在通訊技術快速發展的當下，人們對於流量的需求也在急遽的增加。為了應對如此快速增加的流量以及各種不同應用場景的頻譜需求，使用非授權頻譜(unlicensed spectrum)將會是一個可行的解決方法。因此第三代合作夥伴計劃(3rd generation partnership project, 3GPP)提出了新無線電非授權頻譜技術(new radio unlicensed, NR-U)，將新無線電技術(new radio, NR)應用於非授權頻譜上。然而，由於使用非授權頻譜的關係，不同無線電接入技術(radio access technology, RAT)之間可能會發生由於隱藏節點(hidden node)所產生的碰撞。雖然NR-U可以透過使用60GHz以上之毫米波(millimeter wave, mmWave)頻段以及使用波束成型(beamforming)技術來減少大部分的隱藏節點問題，但是仍不能完全避免此一情況的發生，且波束成型的高度指向性可能會改變現有的隱藏節點干擾嚴重程度。因此本篇論文將會針對60GHz毫米波頻段中，在NR-U與無線千兆通訊技術(wireless gigabit, WiGig)皆使用波束成型的情況下，針對不同波束寬度(beamwidth)下發生隱藏節點的機率進行數學分析，並使用MATLAB透過蒙地卡羅法進行模擬。從我們的模擬結果與分析中可以觀察到，當波束寬度由大到小變化時，發生隱藏節點的機率也隨之下降。此外由於使用了定向天線(directional antenna)，雖然當波束寬度由大到小變化時，可能發生隱藏節點的區域面積佔比隨之上升。但與過往使用全向天線(omnidirectional antenna)相比，由於定向天線與波束成型技術帶來的高度指向性，使得節點就算位於可能發生隱藏節點的區域，只要其波束並未對齊並干擾到其餘節點的話，我們便不會認定該節點為隱藏節點。因此儘管波束寬度由大到小變化時，可能發生隱藏節點的區域面積佔比逐漸上升，但實際上發生隱藏節點的機率是逐漸下降的，而這也證實了透過使用定向天線並適當的調整波束寬度可以降低隱藏節點問題的發生機率。

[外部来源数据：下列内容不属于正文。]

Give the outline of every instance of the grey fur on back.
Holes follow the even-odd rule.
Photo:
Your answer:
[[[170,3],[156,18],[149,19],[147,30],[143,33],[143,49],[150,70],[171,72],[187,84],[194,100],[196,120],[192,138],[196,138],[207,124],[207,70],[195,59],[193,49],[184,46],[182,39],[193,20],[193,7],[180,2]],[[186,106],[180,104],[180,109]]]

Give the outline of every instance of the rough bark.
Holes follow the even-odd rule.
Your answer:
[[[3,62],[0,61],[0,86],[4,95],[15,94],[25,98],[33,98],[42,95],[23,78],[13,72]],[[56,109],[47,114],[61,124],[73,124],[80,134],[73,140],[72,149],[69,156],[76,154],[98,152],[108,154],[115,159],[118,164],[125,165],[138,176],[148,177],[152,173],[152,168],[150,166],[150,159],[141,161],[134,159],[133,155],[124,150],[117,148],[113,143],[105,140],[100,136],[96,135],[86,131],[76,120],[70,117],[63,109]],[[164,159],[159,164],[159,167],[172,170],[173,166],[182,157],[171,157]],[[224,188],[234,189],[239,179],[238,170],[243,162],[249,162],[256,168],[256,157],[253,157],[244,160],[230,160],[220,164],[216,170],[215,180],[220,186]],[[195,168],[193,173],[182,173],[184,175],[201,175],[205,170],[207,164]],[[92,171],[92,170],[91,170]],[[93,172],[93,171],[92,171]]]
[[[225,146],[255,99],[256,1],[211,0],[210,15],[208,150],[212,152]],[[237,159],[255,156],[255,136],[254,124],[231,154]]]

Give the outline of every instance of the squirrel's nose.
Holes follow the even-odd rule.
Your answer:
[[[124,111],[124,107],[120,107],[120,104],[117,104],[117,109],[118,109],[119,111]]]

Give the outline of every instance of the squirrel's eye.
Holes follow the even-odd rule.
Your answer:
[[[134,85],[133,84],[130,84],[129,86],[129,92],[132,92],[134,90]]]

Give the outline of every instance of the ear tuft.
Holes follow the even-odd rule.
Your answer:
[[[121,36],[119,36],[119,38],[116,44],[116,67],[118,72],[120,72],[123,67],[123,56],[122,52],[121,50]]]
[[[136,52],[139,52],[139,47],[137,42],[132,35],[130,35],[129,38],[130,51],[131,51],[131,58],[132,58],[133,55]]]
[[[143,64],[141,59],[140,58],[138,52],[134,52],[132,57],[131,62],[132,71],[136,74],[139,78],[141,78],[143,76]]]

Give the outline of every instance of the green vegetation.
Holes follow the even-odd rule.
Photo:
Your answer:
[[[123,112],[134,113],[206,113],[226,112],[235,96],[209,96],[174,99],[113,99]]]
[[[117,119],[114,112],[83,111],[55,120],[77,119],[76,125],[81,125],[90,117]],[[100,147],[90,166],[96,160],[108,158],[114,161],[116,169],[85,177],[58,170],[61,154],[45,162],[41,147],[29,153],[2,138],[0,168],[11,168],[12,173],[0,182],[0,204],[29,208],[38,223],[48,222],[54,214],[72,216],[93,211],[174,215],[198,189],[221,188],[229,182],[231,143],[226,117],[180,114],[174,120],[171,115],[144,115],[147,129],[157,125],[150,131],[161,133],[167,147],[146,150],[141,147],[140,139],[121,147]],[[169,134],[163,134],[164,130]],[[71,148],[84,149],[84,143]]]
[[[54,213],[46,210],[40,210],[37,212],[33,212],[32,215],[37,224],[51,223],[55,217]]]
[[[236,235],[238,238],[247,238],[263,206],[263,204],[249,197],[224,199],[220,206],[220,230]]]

In the current era of rapid advancements in communication technology, there is a steep increase in people's demand for wireless data traffic. To cope with the rapid increase in traffic and the spectrum requirements of various application scenarios, utilizing unlicensed spectrum has become a viable solution. The 3rd generation partnership project (3GPP) has therefore introduced new radio unlicensed (NR-U), which allows the use of new radio (NR) in the unlicensed spectrum. However, due to the nature of the unlicensed spectrum, collisions caused by hidden nodes may occur between different radio access technologies (RATs). While NR-U can mitigate most hidden node issues by leveraging millimeter-wave (mmWave) band above 60 GHz and beamforming, it cannot eliminate such occurrences. Moreover, the highly directional nature of beamforming may change the severity of existing hidden node interference. Therefore, this paper focuses on the mathematical analysis of the probability of hidden node under different beamwidth in the 60 GHz mmWave band when both NR-U and wireless gigabit (WiGig) utilize beamforming. The Monte Carlo method is utilized for simulation using MATLAB. From the simulation results and analysis, it can be observed that as the beamwidth decreases from larger to smaller values, the probability of hidden node also decreases. Furthermore, due to the usage of directional antennas, the area percentage of hidden nodes may increase as the beamwidth decreases. However, compared to omnidirectional antennas, the highly directional nature of the antennas and beamforming ensures that nodes in potentially hidden node areas are not considered hidden node unless their beams align and interfere with other nodes. Hence, despite the increase in the proportion of area prone to hidden nodes with decreasing beamwidth, the actual probability of hidden node decreases. This confirms that the usage of directional antennas and appropriate adjustment of beamwidth can effectively reduce the probability of hidden node.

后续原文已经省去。